Otro elemento que se destaca en los artículos que participaron en esta convocatoria, y que observamos en los estallidos sociales de Colombia y Chile, es la forma en que se organizó la protesta. Lo que inicialmente surgió como una movilización espontánea o con los mínimos de hora de encuentro, día y temas, se volvió estratégico en el sentido en que logró mantenerse en el tiempo y ser contundente en lograr el objetivo por el que se convocó. Los repertorios de acción colectiva, como ollas comunitarias en distintos puntos de la ciudad, acampes, 'vakis' para recolectar fondos, canales de denuncia con organizaciones defensoras de derechos humanos, primeras líneas de médicos, primeras líneas de abogados defensores, medios de comunicación alternativos que se dedicaron a hacer cubrimiento en redes sociales, fueron novedosos, se instalaron en la calle y se transmitieron en las redes sociales, generando que la ciudadanía se identificara y se sumara a las demandas.
Las prácticas artísticas se vincularon también de manera virtuosa en la protesta social, un ejemplo de esto es la reavivación de la canción "Bella Ciao" que se popularizó en Chile y se hizo global. Precisamente el artículo de Godoy (2022), así como el artículo de Perez & Montoya (2022), proponen en su análisis la relación entre arte, protesta social y espacio público, resaltando la contundencia de las expresiones artísticas para manifestar su descontento, ya sea frente a un régimen como el de la dictadura militar en Argentina o frente a la situación social y económica del país en el caso de Colombia.

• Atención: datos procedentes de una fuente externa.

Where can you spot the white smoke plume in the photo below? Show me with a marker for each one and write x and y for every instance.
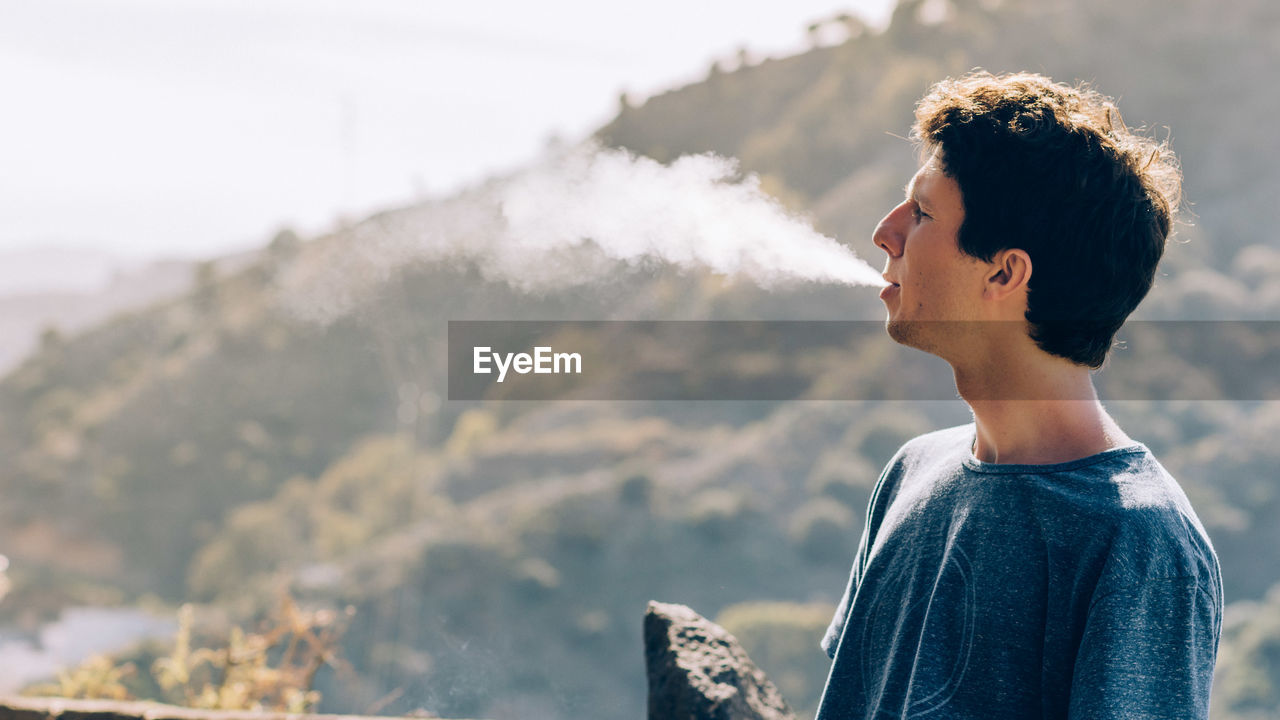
(576, 217)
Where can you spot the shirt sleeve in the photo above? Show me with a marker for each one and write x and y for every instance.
(1148, 652)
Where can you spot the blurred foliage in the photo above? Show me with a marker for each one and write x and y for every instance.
(501, 555)
(273, 669)
(1247, 684)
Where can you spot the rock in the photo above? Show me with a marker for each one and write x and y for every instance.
(699, 671)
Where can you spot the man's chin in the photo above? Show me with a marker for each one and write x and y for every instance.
(913, 333)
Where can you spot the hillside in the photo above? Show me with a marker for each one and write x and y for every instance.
(499, 555)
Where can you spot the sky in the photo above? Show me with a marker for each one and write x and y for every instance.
(192, 128)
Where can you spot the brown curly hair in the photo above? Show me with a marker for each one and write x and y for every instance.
(1054, 171)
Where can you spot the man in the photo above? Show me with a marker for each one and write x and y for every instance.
(1037, 563)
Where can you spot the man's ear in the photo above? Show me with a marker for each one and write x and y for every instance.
(1010, 272)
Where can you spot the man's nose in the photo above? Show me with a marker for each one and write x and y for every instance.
(891, 232)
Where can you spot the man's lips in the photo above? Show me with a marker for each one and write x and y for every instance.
(892, 287)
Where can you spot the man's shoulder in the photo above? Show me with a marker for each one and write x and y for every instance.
(946, 441)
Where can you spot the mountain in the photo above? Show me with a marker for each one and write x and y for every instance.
(499, 555)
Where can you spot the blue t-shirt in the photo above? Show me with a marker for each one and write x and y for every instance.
(1082, 589)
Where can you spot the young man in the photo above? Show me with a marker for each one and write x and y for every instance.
(1037, 563)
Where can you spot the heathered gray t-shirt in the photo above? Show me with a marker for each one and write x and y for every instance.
(1084, 589)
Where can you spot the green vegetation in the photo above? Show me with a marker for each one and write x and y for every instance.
(499, 556)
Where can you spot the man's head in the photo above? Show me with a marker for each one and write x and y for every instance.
(1052, 182)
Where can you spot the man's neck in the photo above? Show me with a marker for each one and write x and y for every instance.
(1037, 411)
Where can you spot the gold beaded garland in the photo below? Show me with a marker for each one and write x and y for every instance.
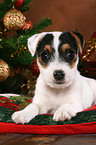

El descontento social que se manifestó en las movilizaciones del 21N de 2019 y del 28A de 2021 en Colombia tomó forma en las elecciones presidenciales de 2022, donde por primera vez en la historia de Colombia ganó un presidente de origen izquierdista, aunque sus planteamientos buscan aquello que se enunció al comienzo de esta editorial: una modernización con modernidad. Así, los estallidos sociales en Latinoamérica parecieran responder a las promesas incumplidas por el capitalismo de sociedades más justas y democráticas.